La Casa Rosada se puso a disposición del plantel, que anticipó que no está de ánimo para hacer un gran despliegue luego de la derrota en la final ante España.
El Gobierno de Javier Milei modificó los planes que había preparado para recibir a la Selección argentina luego de la final del Mundial 2026. Tras la derrota por 1 a 0 frente a España, el plantel decidió no realizar festejos multitudinarios, por lo que también quedó descartada la posibilidad de declarar un feriado nacional.
Desde la Asociación del Fútbol Argentino (AFA) se comunicaron con un interlocutor cercano a la secretaria general de la Presidencia, Karina Milei, para informar la decisión de los jugadores. Según explicaron fuentes oficiales, el estado de ánimo del equipo después de perder la final llevó a suspender cualquier celebración.
La posibilidad de establecer un feriado había sido anunciada previamente por el presidente Javier Milei, quien había aclarado que la medida dependería de lo que resolvieran los futbolistas y el cuerpo técnico. Sin embargo, ante la postura adoptada por el plantel, la iniciativa finalmente no avanzará.
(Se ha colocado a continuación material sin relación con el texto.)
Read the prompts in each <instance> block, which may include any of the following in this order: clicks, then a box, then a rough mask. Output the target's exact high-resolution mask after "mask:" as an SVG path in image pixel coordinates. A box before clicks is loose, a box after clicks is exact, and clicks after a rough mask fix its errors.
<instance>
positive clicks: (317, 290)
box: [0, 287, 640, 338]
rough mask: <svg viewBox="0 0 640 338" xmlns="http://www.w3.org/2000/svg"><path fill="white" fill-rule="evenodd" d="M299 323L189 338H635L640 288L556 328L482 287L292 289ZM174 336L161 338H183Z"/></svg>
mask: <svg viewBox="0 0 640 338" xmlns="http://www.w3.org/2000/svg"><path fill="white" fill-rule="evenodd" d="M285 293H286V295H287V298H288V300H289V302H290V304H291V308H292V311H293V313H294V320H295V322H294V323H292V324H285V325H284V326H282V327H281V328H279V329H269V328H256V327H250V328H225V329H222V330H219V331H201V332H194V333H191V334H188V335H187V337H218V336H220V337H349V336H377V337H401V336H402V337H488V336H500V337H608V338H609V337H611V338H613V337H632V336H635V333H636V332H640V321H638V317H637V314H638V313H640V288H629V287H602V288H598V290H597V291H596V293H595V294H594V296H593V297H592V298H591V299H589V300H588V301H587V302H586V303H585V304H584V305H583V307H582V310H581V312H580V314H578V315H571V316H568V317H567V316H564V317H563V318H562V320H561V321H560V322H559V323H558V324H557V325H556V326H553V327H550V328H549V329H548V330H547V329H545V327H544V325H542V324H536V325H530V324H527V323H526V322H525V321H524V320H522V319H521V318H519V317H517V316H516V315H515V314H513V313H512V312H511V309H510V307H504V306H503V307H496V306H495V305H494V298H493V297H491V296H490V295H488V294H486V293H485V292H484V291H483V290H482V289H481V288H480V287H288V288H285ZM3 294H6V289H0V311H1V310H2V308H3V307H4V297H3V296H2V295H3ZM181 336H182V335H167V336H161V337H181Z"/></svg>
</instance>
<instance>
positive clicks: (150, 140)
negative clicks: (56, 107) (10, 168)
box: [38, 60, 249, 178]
Pese a la cancelación de los festejos, el Gobierno prepara una recepción protocolar en el Aeropuerto Internacional de Ezeiza para recibir a la delegación que regresará al país. No está prevista la presencia de funcionarios del Poder Ejecutivo, aunque habrá autoridades vinculadas al operativo y una guardia de Granaderos para acompañar la llegada de los jugadores.
La delegación arribará este lunes alrededor de las 19 en un vuelo de Aerolíneas Argentinas procedente de Nueva Jersey. Lionel Messi y Rodrigo De Paul no formarán parte del regreso, ya que no abordaron el avión rumbo a Buenos Aires. Además, otra aeronave trasladará a familiares de los integrantes del seleccionado.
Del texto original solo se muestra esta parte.